Para saborearmos convenientemente o Salmo 50 — e a palavra saborear nada tem de exagerado, porque a Sagrada Escritura tem o santo sabor da obra do Espírito Santo — convém, antes, ter em vista alguns pontos.

Os Salmos Penitenciais exprimem uma mentalidade

O Miserere pertence ao grupo de sete salmos chamados “penitenciais”. O que é um salmo penitencial? Evidentemente, é um canto a Deus no qual o autor exprime a sua  penitência. E a penitência pressupõe que ele pecou; que, depois de ter pecado, se arrependeu; e que, uma vez vitorioso nele esse sentimento de arrependimento, ele reflete sobre a falta cometida.

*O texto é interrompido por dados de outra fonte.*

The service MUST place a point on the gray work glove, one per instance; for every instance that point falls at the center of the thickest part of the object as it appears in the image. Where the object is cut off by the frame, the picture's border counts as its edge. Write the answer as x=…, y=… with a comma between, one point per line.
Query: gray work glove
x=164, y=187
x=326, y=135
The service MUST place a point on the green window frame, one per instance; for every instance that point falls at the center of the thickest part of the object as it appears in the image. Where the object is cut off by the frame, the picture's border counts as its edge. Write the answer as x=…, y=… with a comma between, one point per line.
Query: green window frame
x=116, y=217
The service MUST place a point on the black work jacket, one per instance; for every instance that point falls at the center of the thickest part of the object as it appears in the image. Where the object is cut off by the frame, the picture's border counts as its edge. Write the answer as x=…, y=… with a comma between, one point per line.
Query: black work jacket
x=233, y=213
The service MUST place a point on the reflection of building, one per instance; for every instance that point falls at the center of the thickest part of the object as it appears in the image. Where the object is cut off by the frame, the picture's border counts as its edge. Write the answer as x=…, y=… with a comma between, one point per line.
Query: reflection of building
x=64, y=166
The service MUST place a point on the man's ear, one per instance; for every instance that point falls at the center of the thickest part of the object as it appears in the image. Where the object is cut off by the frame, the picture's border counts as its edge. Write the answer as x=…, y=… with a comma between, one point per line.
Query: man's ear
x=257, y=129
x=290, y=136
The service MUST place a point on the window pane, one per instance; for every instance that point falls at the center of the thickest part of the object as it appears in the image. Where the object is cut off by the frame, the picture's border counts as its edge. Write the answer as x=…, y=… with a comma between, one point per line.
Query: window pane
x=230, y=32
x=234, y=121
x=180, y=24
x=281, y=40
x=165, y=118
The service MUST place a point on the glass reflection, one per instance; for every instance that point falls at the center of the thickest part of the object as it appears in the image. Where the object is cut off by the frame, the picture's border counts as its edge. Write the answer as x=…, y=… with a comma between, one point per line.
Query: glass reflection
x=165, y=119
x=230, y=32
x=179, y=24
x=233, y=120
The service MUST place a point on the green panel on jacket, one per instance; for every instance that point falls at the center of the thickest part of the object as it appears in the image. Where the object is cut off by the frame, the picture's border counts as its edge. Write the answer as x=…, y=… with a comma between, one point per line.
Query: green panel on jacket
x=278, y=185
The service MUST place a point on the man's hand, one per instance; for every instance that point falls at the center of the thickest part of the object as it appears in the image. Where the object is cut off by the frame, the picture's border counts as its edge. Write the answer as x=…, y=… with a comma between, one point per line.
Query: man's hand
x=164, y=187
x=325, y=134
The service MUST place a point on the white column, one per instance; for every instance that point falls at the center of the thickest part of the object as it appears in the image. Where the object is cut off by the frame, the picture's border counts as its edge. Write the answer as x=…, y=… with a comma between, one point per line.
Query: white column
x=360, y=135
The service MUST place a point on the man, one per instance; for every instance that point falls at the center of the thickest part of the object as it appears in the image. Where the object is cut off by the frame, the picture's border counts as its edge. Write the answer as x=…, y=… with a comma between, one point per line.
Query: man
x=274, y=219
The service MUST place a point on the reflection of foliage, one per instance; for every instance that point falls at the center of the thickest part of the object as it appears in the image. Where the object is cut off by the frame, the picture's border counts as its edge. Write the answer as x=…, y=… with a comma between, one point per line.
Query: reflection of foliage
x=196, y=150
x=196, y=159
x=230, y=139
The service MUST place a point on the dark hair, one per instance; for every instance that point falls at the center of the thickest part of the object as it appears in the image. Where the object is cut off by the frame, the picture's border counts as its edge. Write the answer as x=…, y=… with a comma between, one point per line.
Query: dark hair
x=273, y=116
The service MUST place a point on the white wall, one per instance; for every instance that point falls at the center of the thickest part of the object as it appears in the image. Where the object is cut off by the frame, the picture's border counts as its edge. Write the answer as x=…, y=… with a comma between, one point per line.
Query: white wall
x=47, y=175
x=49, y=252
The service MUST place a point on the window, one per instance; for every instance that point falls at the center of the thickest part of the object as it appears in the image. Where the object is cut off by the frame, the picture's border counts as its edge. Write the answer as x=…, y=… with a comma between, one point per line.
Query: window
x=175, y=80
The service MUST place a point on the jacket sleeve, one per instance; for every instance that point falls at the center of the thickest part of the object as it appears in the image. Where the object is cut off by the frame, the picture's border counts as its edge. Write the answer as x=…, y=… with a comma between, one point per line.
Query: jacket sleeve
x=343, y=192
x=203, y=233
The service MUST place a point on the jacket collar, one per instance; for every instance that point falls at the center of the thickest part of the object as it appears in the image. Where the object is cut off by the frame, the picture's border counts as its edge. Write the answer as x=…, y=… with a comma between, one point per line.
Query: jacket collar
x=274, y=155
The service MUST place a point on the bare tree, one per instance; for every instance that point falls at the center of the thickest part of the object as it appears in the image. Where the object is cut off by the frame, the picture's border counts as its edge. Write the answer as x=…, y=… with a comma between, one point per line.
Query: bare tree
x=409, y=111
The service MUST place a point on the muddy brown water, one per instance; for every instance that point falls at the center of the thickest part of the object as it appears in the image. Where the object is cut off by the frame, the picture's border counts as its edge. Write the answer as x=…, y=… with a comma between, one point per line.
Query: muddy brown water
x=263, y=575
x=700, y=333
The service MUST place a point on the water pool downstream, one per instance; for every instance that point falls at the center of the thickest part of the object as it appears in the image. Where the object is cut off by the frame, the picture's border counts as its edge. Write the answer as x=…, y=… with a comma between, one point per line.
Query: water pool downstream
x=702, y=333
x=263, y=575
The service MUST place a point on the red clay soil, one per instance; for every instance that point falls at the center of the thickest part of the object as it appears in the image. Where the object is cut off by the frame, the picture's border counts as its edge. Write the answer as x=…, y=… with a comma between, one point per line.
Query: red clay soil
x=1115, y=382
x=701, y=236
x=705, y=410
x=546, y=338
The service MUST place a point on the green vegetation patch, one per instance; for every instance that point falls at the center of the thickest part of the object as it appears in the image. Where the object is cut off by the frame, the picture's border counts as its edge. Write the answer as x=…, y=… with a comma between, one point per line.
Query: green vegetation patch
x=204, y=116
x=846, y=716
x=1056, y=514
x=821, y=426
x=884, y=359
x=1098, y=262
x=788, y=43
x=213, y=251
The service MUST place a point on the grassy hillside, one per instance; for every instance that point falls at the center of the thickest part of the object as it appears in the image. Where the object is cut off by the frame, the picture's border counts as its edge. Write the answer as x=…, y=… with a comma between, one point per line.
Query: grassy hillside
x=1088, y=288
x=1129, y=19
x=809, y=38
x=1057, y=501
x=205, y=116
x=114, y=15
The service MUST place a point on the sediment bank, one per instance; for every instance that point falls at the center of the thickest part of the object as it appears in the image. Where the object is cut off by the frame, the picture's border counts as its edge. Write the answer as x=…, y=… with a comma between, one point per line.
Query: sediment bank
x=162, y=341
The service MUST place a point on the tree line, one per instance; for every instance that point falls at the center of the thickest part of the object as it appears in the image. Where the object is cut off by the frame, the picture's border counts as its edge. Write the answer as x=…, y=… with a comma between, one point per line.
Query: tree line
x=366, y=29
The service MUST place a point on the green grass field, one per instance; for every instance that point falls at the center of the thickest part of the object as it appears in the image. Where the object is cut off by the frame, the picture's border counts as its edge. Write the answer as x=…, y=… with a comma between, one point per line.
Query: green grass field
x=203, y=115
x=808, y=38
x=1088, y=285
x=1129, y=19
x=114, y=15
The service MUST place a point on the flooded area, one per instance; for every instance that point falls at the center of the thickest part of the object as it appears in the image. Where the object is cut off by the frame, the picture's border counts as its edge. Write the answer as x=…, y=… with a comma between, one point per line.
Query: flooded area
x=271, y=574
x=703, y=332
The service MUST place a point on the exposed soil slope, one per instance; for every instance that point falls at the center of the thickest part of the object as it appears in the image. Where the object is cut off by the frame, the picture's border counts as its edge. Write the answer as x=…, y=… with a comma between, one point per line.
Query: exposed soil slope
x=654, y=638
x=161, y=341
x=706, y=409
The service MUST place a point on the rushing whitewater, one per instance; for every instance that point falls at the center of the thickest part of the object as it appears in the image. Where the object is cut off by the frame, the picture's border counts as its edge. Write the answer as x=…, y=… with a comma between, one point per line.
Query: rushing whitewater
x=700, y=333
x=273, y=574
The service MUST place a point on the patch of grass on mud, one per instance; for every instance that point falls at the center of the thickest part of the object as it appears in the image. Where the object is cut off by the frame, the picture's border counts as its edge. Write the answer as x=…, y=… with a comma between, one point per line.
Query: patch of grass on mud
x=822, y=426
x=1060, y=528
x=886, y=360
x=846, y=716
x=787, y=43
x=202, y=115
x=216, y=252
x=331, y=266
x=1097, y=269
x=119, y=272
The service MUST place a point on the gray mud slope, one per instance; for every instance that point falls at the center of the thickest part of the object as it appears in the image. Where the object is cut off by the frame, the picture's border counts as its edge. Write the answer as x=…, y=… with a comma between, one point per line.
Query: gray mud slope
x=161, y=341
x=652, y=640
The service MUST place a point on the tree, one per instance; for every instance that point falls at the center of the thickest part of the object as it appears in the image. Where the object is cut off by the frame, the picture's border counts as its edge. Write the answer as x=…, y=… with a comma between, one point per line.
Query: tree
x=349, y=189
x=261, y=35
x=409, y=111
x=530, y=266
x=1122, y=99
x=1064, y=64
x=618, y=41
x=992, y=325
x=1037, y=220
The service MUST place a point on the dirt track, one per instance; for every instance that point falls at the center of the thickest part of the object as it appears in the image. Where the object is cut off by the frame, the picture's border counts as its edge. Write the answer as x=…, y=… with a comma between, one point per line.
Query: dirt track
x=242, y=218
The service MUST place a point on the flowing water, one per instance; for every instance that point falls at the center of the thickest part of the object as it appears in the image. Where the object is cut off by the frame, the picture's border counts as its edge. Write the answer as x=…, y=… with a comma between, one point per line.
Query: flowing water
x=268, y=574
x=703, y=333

Nos Salmos Penitenciais, como coisa mais importante, o Salmista considera a gravidade de seu pecado, como esse ato ofende a majestade de Deus, e salienta o mal que existe nele. Para mostrar esse sentimento, realça a divindade de Deus e, portanto, sua suprema grandeza, sua suprema dignidade, sublinhando ainda mais a torpeza da ação que cometeu e não deveria ter cometido.

Daí nasce um pedido de perdão com expressão de dor, com consideração da justiça divina, acentuando como seria Deus justo se punisse o pecado de acordo com sua gravidade.

Mas, em segundo lugar, o pecador considera também a bondade de Deus, suprema e infinita, e, ainda que transido de santo temor diante da sua justiça, pede a Ele que atenue o castigo, que aplaque em algo o rigor da pena que merece receber.

Vem então um agradecimento, pois o pecador reconhece que Deus o perdoou e restabeleceu com ele — punindo ou não — a amizade de outrora.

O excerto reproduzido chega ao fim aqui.